Hello Lozek. For the first one, I would just calculate the difference in cubic inches per barrel and then just multiply by 50. But we get the same thing: 61500 cubic inches. Now, there are 61.024 cubic inches in a liter. Just looking at the two numbers, can you see that 61500 cubic inches is about 1000 liters? You know, I got about "61" thousand and each liter has about 61 cubic inches. Can you figure out how much exactly?

For the second one, we worked a similar one but didn't go down to bottles although I did want to figure bucket fulls but I digress. Click this link:

The first disrepancy(in cubic inches) I get 61500. I multiplied both volumes by 50 and took the difference, was this the right approach? I then converted this number 61500 to L and got 1.007L which is not correct. hmm
61500 cu in is what I get. Show your work for the conversion so we can find where you went wrong.

Do I use the v=PIxr^2xh formula to compute the volume asked for in part A? I have a feeling I'll be plugging in 50 and 500 for max and min values somewhere bu thonestly I don't even know where to start in this problem. Any help would be hihgly appreciated!

$v = \pi r^2h$ is the volume of a cylinder with radius r and height h. You know one droplet of water has a radius of 10 micrometers, its asking you how many water droplets fit in a 2.5km x 1.5km cloud. Alot of conversions in this one.

## What is the purpose of "changing units" in scientific calculations?

The purpose of changing units in scientific calculations is to convert measurements from one unit to another in order to make comparisons, perform calculations, and communicate data more easily.

## How do you convert between units in scientific calculations?

To convert between units, you must use conversion factors and multiply or divide the original value by the appropriate conversion factor.
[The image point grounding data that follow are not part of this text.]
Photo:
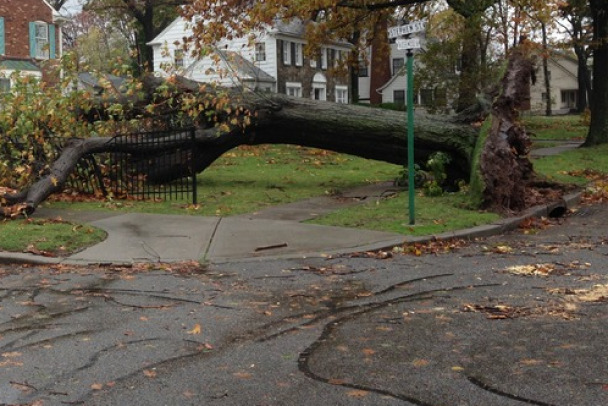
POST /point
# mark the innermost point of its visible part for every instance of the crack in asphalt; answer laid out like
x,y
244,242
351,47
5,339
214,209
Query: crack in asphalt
x,y
477,382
You can also use unit conversion tables or online unit converters for quick and accurate conversions.

## Why is it important to use standard units in scientific calculations?
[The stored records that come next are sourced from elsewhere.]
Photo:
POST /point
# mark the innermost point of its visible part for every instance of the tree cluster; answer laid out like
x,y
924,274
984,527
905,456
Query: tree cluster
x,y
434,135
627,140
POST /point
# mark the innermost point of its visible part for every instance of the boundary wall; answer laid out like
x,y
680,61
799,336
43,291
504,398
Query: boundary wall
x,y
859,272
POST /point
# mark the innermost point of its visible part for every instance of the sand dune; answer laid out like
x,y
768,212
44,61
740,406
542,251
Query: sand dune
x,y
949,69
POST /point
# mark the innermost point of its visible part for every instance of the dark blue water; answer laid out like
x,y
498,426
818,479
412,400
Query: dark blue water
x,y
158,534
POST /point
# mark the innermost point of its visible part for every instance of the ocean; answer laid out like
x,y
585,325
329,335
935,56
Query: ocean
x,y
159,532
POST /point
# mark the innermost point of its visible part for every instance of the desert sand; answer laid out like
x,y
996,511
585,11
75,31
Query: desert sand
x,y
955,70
Using standard units in scientific calculations ensures consistency and accuracy in data analysis and communication. It also allows for easier comparison and replication of results between different experiments and researchers.
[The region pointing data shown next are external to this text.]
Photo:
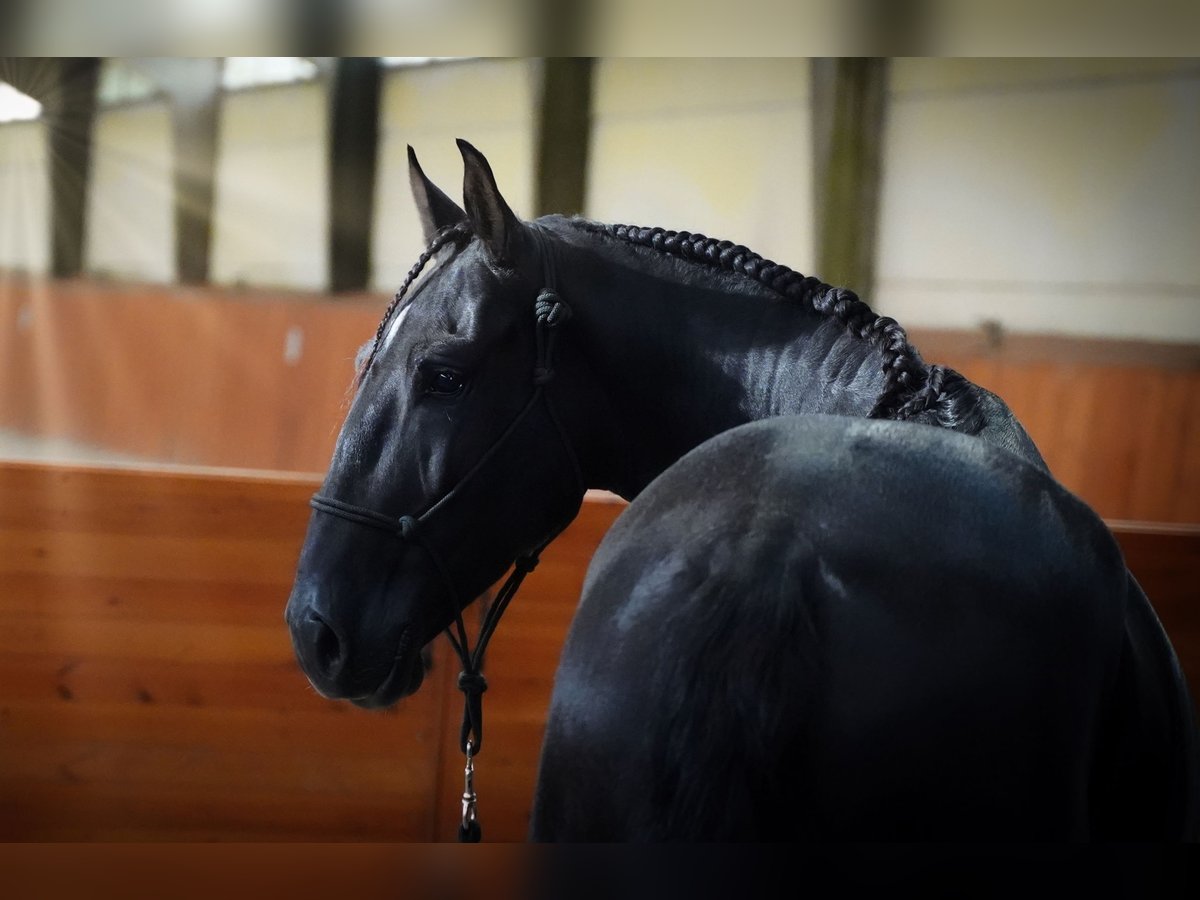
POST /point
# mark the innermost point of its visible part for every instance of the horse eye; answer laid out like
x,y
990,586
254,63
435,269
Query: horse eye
x,y
444,383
## What is the difference between metric and imperial units?

Metric units are based on the International System of Units (SI) and are used globally in scientific and technical fields. Imperial units are based on historical measurements and are primarily used in the United States and a few other countries. Metric units are more precise and easier to convert between, while imperial units are often more familiar to non-scientists.

## Can you convert between different types of units, such as length and volume?

No, you cannot convert directly between different types of units. For example, you cannot convert between meters (length) and liters (volume) without knowing the density of the substance. However, you can use conversion factors to convert between related units, such as meters and centimeters, or liters and milliliters.